An Intro to Shilla, Peru

I said I’d share about my Peru trip all along the way, and several months later I’m sitting down to do my first post. Sorry! Internet and free time were not plentiful. I have no excuse for once I got back to the states but better late then never?

There are so many memories and moments to share. First I wanted to talk about the site we worked in: Shilla, Peru.

Shilla was a 15 minute ride from our hotel in Carhuaz. It was way up in the mountains and every morning we got a stunning view of snow-capped Mt Huazcaran. Every single day we oooooh’ed and aaaahhh’ed over it on the drive there and several times throughout the work day.

Shilla is pretty remote and up in the mountains. Our work site, specifically, was too high up for the truck with our equipment. So we took it up on our shoulders from our host family’s home.

Our host family was made up of parents Celestino and Señora Norma plus their four sons.

Shilla is full of very hard-working “campesinos,” rural people who tend to their fields all day by hand–no tractors, power tools are to be found. A neighbor was using pre-made bricks and looked almost out of place with the modern materials.

Women wore traditional outfits with lots of layers–it reminded me of Colorado in that the high temperatures and low humidity made it cold at night and hot in the sun during the day.
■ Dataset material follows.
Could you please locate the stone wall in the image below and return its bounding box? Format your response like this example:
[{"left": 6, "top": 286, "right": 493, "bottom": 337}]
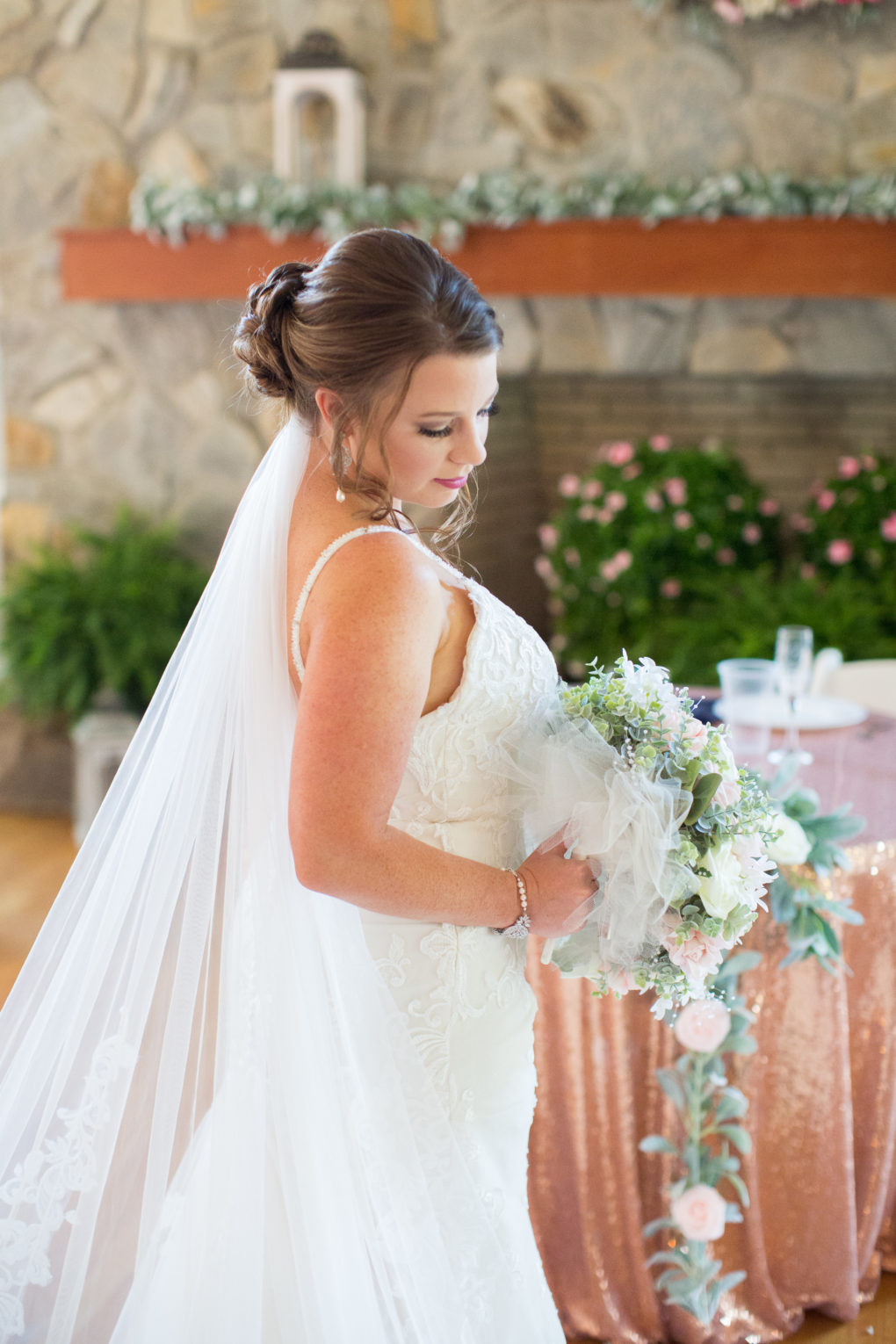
[{"left": 0, "top": 0, "right": 896, "bottom": 569}]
Only in Shilla the layers weren’t shed throughout the day. These women often were the ones in the campos (crop fields). Growing papas (potatoes), maize, cilantro, and quinoa. They worked until sundown and then had little light to travel by–making it difficult for the women to gather for the women’s organization at Sonja’s house.

In  Shilla everyone says hello. You make sure to say the time-appropriate greeting as you pass people on the road. The site had never hosted gringo volunteers before so I’m sure seeing us hauling bamboo bundles up the mountain with pathetic ‘omg this hurts, what is this incline?’ look on our faces was a pretty humorous sight for the locals.

Our host family brought us into their home with open hearts and showed us true humility, work ethic and compassion. As brief a time we spent with them, they made a lasting impression on all of us.